Maintaining IWC Membership Is in Japan's Interest

(from "The Japan Times", 9/Nov/1994)

Kunio Yonezawa
Former Japanese representative on the International Whaling Commission



Events in the International Whaling Commission point to a rather startling change in the major antiwhaling nations' stance: In the last few years, they have gone from advocating science to unabashed candidness as regards their earlier hidden agenda. It does not appear to trouble them that this agenda is not only completely incompatible with both the spirit and the letter of the IWC Convention itself, but also with the concept of sustainable use of living marine resources to which these nations pledged their support at UNCED two years ago. They have cornered themselves into admitting the truth about their biases under the weight of scientific evidence against them - evidence to which Japan has contributed significantly through its research and field surveys.

Objectively, the scientific irrationality of the commission's behavior in refusing to adopt the Revised Management Procedure (RMP) comes clear in the resignation of the Scientific Committee Chairman, Dr. Philip Hammond of Britain, two weeks after the 1993 meeting. He said, "... the work of Scientific Committee [on the RMP] was praised and acknowledged by several delegations to be complete, but it remained unadopted ... (R)seasons for this were nothing to do with science ... [I concluded that] I can no longer justify to myself being the organizer of and spokesman for a committee whose work is held in such disregard by the body to which it is responsible ...."

As things stand now, many in Japan and elsewhere rightly doubt the merit of Japan's staying in the IWC.
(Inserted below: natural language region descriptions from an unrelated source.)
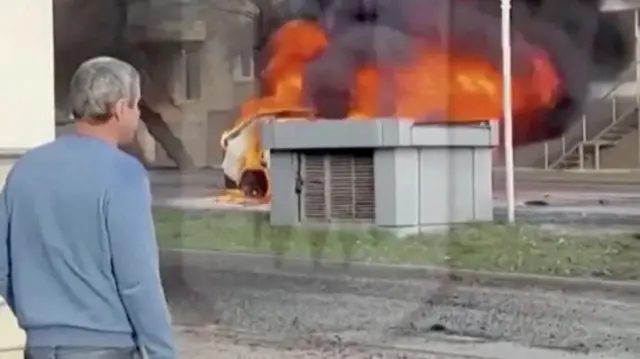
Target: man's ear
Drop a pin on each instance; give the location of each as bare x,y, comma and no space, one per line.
119,109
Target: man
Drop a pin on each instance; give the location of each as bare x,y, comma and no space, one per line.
78,257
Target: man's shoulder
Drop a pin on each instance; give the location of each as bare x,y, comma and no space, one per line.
128,170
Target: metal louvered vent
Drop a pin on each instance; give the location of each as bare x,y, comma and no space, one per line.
338,187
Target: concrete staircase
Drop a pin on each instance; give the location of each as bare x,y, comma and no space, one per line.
612,116
604,126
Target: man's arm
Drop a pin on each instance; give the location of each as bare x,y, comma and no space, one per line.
5,273
135,262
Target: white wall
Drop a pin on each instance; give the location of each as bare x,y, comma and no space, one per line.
26,105
26,74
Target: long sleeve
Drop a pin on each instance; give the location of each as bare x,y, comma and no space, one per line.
135,263
5,273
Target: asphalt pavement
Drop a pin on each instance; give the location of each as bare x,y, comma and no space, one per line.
244,311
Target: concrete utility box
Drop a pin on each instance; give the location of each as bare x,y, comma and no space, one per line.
389,173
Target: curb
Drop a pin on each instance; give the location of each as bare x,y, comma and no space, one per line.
296,266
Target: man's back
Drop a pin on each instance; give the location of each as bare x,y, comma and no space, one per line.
74,207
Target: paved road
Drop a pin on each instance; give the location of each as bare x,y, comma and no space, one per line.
417,316
580,203
314,315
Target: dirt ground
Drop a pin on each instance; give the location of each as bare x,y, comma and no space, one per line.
299,309
422,315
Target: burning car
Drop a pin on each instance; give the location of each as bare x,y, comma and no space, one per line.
427,60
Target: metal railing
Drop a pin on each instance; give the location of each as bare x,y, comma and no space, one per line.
569,145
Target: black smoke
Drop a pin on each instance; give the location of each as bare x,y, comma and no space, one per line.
582,43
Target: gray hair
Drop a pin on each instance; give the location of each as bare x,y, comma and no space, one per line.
100,83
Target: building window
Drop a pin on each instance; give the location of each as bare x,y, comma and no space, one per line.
243,67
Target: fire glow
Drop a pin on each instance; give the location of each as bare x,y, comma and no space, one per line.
434,84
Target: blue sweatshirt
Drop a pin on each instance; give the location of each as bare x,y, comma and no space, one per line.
78,256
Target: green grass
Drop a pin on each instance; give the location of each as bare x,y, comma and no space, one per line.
492,247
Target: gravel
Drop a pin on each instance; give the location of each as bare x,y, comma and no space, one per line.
389,312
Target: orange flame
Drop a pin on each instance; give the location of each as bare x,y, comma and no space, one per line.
459,88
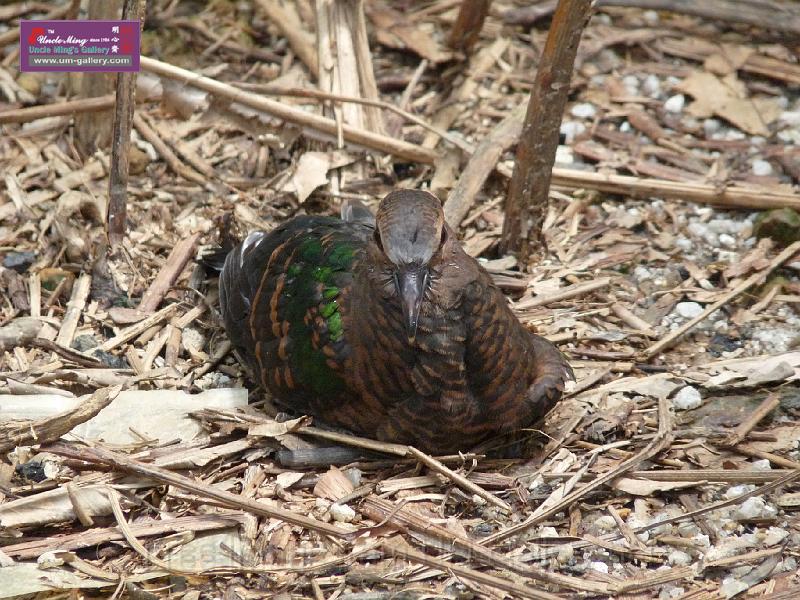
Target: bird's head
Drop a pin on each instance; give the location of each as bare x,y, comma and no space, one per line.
410,232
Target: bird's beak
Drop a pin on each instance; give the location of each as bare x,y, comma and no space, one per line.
411,286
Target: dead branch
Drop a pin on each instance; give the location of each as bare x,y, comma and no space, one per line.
116,215
310,123
769,15
526,205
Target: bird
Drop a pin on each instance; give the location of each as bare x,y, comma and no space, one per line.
384,326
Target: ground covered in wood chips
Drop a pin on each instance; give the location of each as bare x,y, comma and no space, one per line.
669,471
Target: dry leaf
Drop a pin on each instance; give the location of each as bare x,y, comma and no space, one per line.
333,485
646,487
726,99
395,31
312,171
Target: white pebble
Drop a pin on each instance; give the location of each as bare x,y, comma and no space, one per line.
564,155
688,310
711,126
761,167
727,240
342,513
679,558
732,586
675,103
650,17
791,117
754,508
605,523
584,111
687,399
737,490
631,83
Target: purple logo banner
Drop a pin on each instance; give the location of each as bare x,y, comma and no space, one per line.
105,46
However, there is a consideration I see, particularly when I sense the beginning of a groundswell in certain Western governments, the media, and NGOs against antiwhaling and other extremist positions as regards resources management.

Were Japan to withdraw from the IWC, it would lose the formal arena in which to confront the antiwhaling nations with reason and science. For example, at the 1994 meeting, two researchers, funded by Earthtrust - a U.S. antiwhaling group - charged that there is marketing in Japan of illegally caught whale meat. This allegation attracted wide media coverage in the U.S. and elsewhere, but the truth was otherwise.

As they admitted, these researchers did not have even a responsibly minimal set of reference type specimens against which to check their meager 16 samples. This led them to fail to distinguish between legally taken Antarctic minke and protected humpback whales, among other mistakes.

They submitted their paper to the IWC Scientific Committee, but the committee simply dismissed it as not up to the scientific standards necessary for consideration. Other non-IWC scientists, who work in genetics and DNA, have reported reached similar conclusions. Sadly, through the misuse of scientific techniques, Earthtrust achieved a successful publicity stunt because the truth has not been as widely reported.

For Japan to withdraw from the IWC might please extremists, but it would not necessarily help our concern for sustainable whaling or further our larger cause.

The larger cause we stand for goes well beyond the immediate issue of whaling. It encompasses much broader questions, among which are the fundamental human right to use natural resources responsibly; mutual respect for divergent cultural and ethical values; and freedom from the tyranny of the majority. It is most presumptuous to seek to impose one's ethical values or penchant for certain fauna on others who do not share the same views, especially when these views are merely ideological and wholly unscientific, as with the IWC.

However, what remains most unconscionable to me is that a civilized government which has signed a treaty can attempt to use the treaty organization to promote objectives that are utterly incompatible with the purpose and letter of the agreement. The excuse that the whale issue is somehow an exception is not convincing.